Terminai poi gli ultimi due anni in una scuola pubblica di Milano, l'istituto commerciale Pietro Verri, dove conseguii con successo il diploma di ragioniere.
Prima di uscire dal Don Gnocchi mi rifecero i test psicologici e risultò che avevo un'intelligenza superiore alla media e non capivano come i loro colleghi avessero potuto sbagliare la diagnosi.
Finite le scuole superiori e uscito dal Don Gnocchi mi iscrissi all'Università Cattolica e cercai un lavoro, ma nessuno era disposto a farmi lavorare perché ero disabile, così mi iscrissi al collocamento obbligatorio.
Dopo qualche tempo fui mandato presso una ditta che però si rifiutò di assumermi.
Fui così costretto a ricorrere alle vie legali e di fronte all’ingiunzione del pretore del lavoro la ditta accettò di assumermi, non prima però di aver tentato di offrirmi cinque milioni affinché rinunciassi al posto di lavoro.
Rifiutai l'offerta e suo malgrado la ditta mi assunse.
Ero felice perché avevo vinto la mia battaglia, e sapevo quello che mi aspettava perché me l’aveva detto anche il pretore del lavoro: fui messo in un sottoscala da solo con una scrivania e la maggior parte delle ore lavorative non mi facevano fare niente.
I primi tempi c’era con me Maurizio, dipendente di quella ditta e sindacalista, era stato lui ad aiutarmi a condurre la mia battaglia per l’assunzione.
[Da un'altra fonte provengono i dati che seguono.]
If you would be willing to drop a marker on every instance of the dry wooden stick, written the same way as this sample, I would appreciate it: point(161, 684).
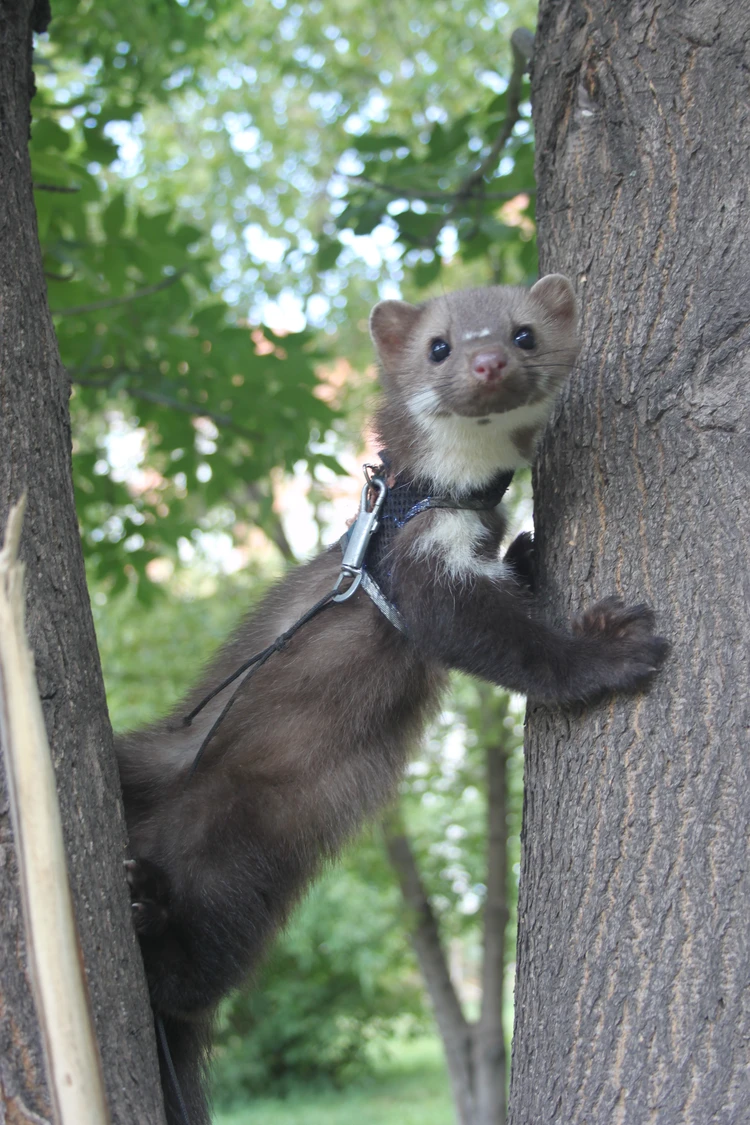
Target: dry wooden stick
point(56, 971)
Un giorno mi chiese: "Sei cristiano?": Io risposi: "Sì, certo che lo sono". "Allora devi perdonare". E io: "Non ce la faccio, non vedi come mi trattano?", ma lui ribadì, “se sei veramente cristiano devi perdonare".
Ben presto Maurizio dovette andarsene perché era stato trasferito in un altro ufficio, e io rimasi completamente solo in quel sottoscala.
Mi comperai un crocefisso e lo appesi al muro: mi faceva compagnia nei momenti di sconforto, guardando Lui sulla croce trovavo la forza di andare avanti.
Un brutto giorno, mentre mi trovavo sul luogo di lavoro, ebbi un grave infortunio.
Rischiai di morire, ma fui soccorso in tempo.
Gridai affinché mi sentissero, e mentre gridavo e speravo che mi soccorressero, perdonai i miei datori di lavoro.
Nel 1982 mio padre si ammalò di un tumore al fegato e in breve tempo morì.
Rimasi solo al mondo e a un certo punto mi venne in mente la parabola dei gigli di campo e pensai: se non è una favola, io ci credo.
Da quel momento mi sono fidato ed affidato a Dio Padre, e così è da ventisette anni.
Nonostante io viva da solo, so che Lui è qui con me, assieme a sua madre, che è anche la mia, e insieme al mio angelo custode.
Siamo ormai nel 2007, e la mia “avventura” continua... e ogni volta che recito il Padre Nostro percepisco la Sua paternità e la Sua maternità insieme.
È da questo sentimento che è nato il titolo di questo sito “A mio padre”, perché, ricordatevi sempre che Dio vi è PADRE, e vi AMA.